I don't answer, because my mouth is full of cock, but I suck harder, stroking and licking as I look up at him.
When the light turns green, cars behind us honk, and he pulls off the road as I continue to suck and lick. I can feel his body tense, and his finger inside me moves harder, pushing me deeper into a spiral of pleasure even as I bring him to the brink.
"I need you to take me as deep as you can," he says.
I take him almost completely, his cock filling my throat. Then I pull back a little. And with another lick I send him over the edge. His come is hot in my mouth, and I swallow it all, licking the rest off his shaft and tip as his fingertips dig into my scalp.
When I sit up, he shudders, his smile slow and sexy, and continues playing with my pussy, rubbing my clit until I too climax, my muscles tensing, body going tight as a wave of pleasure floods me.
We're silent for several moments, holding each other, lost in our own thoughts. "Wow," is all I can say.
"My sentiments exactly," he says.
We tug our clothes back in place, and he starts the car and pulls back into traffic.

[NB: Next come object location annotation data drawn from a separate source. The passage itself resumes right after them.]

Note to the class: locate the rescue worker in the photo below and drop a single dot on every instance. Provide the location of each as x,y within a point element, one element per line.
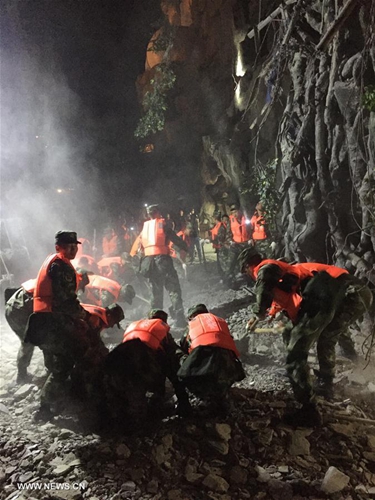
<point>351,302</point>
<point>241,237</point>
<point>195,244</point>
<point>87,375</point>
<point>59,321</point>
<point>102,291</point>
<point>18,309</point>
<point>126,236</point>
<point>259,231</point>
<point>221,238</point>
<point>157,264</point>
<point>147,356</point>
<point>110,243</point>
<point>212,364</point>
<point>330,301</point>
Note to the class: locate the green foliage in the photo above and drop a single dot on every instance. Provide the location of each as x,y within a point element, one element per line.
<point>264,185</point>
<point>155,102</point>
<point>164,40</point>
<point>368,98</point>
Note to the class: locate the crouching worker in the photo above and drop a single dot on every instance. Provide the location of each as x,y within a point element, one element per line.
<point>87,375</point>
<point>321,302</point>
<point>58,323</point>
<point>147,356</point>
<point>213,364</point>
<point>18,307</point>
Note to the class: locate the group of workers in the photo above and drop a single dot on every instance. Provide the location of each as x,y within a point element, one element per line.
<point>320,302</point>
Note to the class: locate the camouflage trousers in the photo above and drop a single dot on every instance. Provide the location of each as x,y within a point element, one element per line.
<point>263,247</point>
<point>62,344</point>
<point>223,261</point>
<point>328,308</point>
<point>162,274</point>
<point>17,312</point>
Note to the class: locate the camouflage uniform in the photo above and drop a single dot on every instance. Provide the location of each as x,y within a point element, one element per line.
<point>132,369</point>
<point>59,334</point>
<point>263,248</point>
<point>329,307</point>
<point>160,271</point>
<point>17,311</point>
<point>224,238</point>
<point>209,371</point>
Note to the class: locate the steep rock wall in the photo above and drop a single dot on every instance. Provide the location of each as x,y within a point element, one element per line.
<point>289,92</point>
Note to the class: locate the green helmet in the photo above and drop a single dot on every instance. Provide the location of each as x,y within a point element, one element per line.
<point>158,314</point>
<point>246,256</point>
<point>195,310</point>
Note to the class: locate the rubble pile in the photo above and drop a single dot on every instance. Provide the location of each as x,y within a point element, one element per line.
<point>248,453</point>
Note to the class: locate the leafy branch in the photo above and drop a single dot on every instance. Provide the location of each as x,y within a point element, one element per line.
<point>155,102</point>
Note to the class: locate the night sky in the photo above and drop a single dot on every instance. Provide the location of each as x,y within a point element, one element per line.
<point>69,104</point>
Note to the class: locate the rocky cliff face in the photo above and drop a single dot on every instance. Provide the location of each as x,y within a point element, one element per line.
<point>283,92</point>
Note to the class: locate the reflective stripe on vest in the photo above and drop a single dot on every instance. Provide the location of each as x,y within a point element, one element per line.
<point>239,229</point>
<point>153,238</point>
<point>43,288</point>
<point>333,271</point>
<point>150,331</point>
<point>208,329</point>
<point>29,285</point>
<point>259,230</point>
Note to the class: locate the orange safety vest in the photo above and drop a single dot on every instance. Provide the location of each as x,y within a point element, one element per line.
<point>208,329</point>
<point>153,238</point>
<point>150,331</point>
<point>29,285</point>
<point>287,301</point>
<point>43,288</point>
<point>100,283</point>
<point>99,313</point>
<point>259,229</point>
<point>136,246</point>
<point>239,229</point>
<point>333,271</point>
<point>214,232</point>
<point>104,265</point>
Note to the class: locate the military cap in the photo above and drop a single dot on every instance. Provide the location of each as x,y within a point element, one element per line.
<point>246,256</point>
<point>116,313</point>
<point>197,309</point>
<point>152,209</point>
<point>127,293</point>
<point>158,314</point>
<point>66,237</point>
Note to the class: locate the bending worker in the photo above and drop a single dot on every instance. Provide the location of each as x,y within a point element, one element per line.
<point>326,307</point>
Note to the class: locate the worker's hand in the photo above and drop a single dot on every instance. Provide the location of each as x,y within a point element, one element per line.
<point>251,324</point>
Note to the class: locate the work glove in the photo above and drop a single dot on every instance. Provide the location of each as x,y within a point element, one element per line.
<point>251,324</point>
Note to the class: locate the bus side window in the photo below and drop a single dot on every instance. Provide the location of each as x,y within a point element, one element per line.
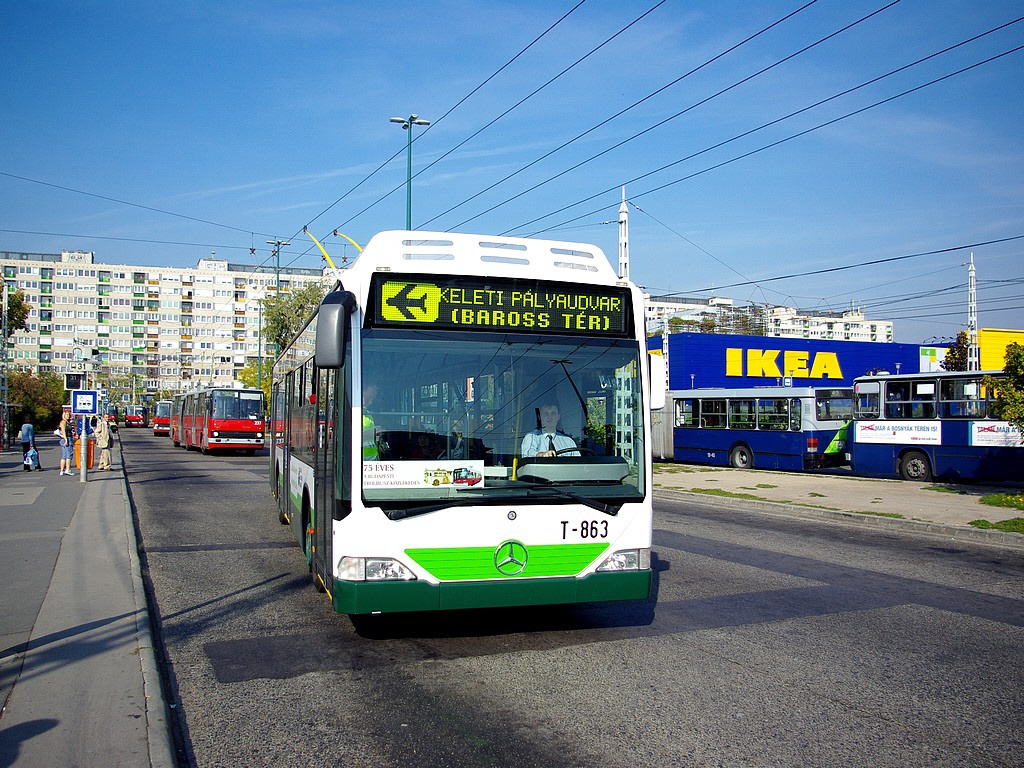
<point>897,399</point>
<point>741,415</point>
<point>686,413</point>
<point>773,415</point>
<point>713,414</point>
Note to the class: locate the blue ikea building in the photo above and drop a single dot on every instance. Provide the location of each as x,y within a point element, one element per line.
<point>702,360</point>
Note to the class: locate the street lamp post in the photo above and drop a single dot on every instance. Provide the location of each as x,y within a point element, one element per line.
<point>278,245</point>
<point>407,125</point>
<point>259,296</point>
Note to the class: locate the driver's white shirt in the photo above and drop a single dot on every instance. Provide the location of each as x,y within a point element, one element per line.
<point>537,442</point>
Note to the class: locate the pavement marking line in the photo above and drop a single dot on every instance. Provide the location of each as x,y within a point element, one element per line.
<point>20,497</point>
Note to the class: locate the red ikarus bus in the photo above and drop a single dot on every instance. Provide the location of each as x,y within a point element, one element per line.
<point>162,418</point>
<point>222,419</point>
<point>136,416</point>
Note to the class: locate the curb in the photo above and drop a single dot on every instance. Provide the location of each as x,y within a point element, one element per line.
<point>956,532</point>
<point>162,752</point>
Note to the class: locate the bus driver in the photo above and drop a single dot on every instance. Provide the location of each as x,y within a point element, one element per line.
<point>548,439</point>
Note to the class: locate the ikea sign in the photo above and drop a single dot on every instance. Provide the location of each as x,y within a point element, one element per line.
<point>798,364</point>
<point>701,360</point>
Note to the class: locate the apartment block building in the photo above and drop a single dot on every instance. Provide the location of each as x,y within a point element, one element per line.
<point>719,314</point>
<point>154,329</point>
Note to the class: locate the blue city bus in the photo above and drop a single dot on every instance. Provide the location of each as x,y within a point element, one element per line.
<point>942,425</point>
<point>794,428</point>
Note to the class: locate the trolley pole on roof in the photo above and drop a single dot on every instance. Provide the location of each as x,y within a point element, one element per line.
<point>407,125</point>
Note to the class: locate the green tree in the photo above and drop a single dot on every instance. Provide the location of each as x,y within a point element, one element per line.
<point>251,376</point>
<point>284,317</point>
<point>1010,391</point>
<point>40,396</point>
<point>956,354</point>
<point>17,311</point>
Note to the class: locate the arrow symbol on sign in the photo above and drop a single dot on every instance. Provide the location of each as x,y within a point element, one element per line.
<point>402,302</point>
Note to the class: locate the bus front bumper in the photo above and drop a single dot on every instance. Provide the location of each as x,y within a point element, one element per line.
<point>388,597</point>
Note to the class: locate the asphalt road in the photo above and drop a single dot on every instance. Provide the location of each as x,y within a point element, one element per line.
<point>771,640</point>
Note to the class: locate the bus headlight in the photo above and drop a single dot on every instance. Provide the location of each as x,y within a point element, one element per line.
<point>373,569</point>
<point>627,559</point>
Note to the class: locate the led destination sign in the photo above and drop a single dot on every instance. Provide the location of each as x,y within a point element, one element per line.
<point>487,304</point>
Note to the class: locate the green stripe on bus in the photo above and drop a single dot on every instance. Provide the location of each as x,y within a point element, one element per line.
<point>473,563</point>
<point>387,597</point>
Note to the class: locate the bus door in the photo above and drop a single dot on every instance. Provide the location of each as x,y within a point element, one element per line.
<point>325,462</point>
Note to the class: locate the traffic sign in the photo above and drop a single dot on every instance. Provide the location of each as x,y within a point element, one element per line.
<point>84,401</point>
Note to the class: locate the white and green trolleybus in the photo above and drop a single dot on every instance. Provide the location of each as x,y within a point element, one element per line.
<point>400,413</point>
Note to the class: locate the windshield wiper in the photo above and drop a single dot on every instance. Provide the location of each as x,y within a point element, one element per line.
<point>423,509</point>
<point>608,509</point>
<point>401,514</point>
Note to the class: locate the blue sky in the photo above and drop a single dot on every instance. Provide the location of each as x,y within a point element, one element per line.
<point>157,133</point>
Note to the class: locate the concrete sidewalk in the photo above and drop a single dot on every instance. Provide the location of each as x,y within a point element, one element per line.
<point>87,691</point>
<point>937,507</point>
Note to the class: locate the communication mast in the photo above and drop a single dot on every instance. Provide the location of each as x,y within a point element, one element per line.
<point>624,239</point>
<point>973,353</point>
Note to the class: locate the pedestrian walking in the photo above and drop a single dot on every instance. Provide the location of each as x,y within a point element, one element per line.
<point>64,432</point>
<point>102,432</point>
<point>28,436</point>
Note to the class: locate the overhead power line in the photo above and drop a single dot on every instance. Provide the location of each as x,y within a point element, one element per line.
<point>509,110</point>
<point>762,127</point>
<point>127,203</point>
<point>872,262</point>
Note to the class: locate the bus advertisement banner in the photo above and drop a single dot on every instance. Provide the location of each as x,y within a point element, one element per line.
<point>419,474</point>
<point>999,434</point>
<point>904,432</point>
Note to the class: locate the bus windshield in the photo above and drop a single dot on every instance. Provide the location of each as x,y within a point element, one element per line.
<point>470,415</point>
<point>230,404</point>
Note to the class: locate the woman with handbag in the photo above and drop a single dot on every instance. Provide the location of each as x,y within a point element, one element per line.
<point>67,446</point>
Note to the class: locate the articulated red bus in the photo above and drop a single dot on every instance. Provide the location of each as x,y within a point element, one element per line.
<point>174,423</point>
<point>162,418</point>
<point>222,418</point>
<point>136,416</point>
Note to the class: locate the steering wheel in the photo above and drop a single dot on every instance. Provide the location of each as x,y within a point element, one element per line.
<point>577,449</point>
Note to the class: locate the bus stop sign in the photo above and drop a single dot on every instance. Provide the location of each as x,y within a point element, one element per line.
<point>84,401</point>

There's been something on my mind since the nigh we met, and so I ask the question I really want to know, have been curious about since I woke up in his arms and realized we were married.
"The night we got married… did we? Did I? Did you? Um… did we say the 'L' word at any point?" Oh God, I sound like a moron.
"Which 'L' word would that be?" I can hear the teasing in his voice, and I know I deserve it.
"You know what word I'm talking about. Did we profess our love to each other?"
"Yes." His answer is simple. Short. Incomplete. Because now I have too many other questions.
"Did you mean it?" I hold my breath waiting for his answer.
"I don't say anything I don't mean."
That's a yes. That means he loves me, or he did that night. My heart flip-flops.
"Why did we get married? It seems so unlikely, for either us."
"I can only speak for myself. I married you because I knew that night, and I know this even now, that you are someone I don't want to live without. My mother always said when it comes to choosing your mate, don't pick someone you can live with. Choose someone you can't live without. That's what I did when I married you."
Chapter 13
Home Sweet Home
He lives about twenty-five minutes from the Strip, in a larger house than I would have imagined for a single man living alone. At least, I assume he lives alone. I have to remind myself that despite having married the man, and despite all the amazing sex, I know frighteningly little about him. I guess that's what he thinks this summer will be about—getting to know each other. For me, it's about getting over him. I'm convinced that if I spend enough time with him, his flaws will show, and the bloom will fade. When that happens, I'll be able to put him out of my mind, and heart, once and for all.
But of course, the more he talks, the more I learn about him, the more my heart resists imagining a life without him.
Large palm trees stand sentinel in his lush, green front yard. Lit globes line the walkway to his front door, with bushes trimming the path. The impossibly green grass is dotted with terra cotta colored boulders and stones, and boasts at least three different breeds of trees in addition to the palms. The house itself is Spanish in style, with touches of Moroccan architecture. The dark red tile roof and thick stucco walls gives the house an inviting feeling that evokes images of family and friends.
He pulls into the four-car garage, and I follow him into a spacious kitchen fit for a chef with cast iron pots and pans hanging over an island in the middle. "Do you cook?" I ask.
"I guess you'll find out when I make you breakfast in the morning." He winks at me, and my stomach flutters.
I wish I'd brought a change of clothes, but it won't be the first time I do the walk of shame in the morning, and it probably won't be the last. Though I hear women are reclaiming this term to counteract the prevalence of our slut-shaming culture. Now it's the “strut of pride.” I like that better, though I still hate being stuck in last night's clothes. Time to start carrying an overnight bag with me.
"Welcome to my home," he says, clutching my hand close to him as we step into his living room. It's huge, with a wide screen television taking up most of one wall and comfortable leather couches and chairs arranged strategically for conversation or entertainment. The walls are high, the ceilings tall and there's a fireplace in the center of it all, one that takes real wood and looks well used. An eclectic mix of art pieces hang from white walls, giving splashes of color to the space. In a corner sits a black grand piano. "Do you play?" I ask.
"Not anymore," he says. Before I can ask why, he continues. "Would you like a tour?"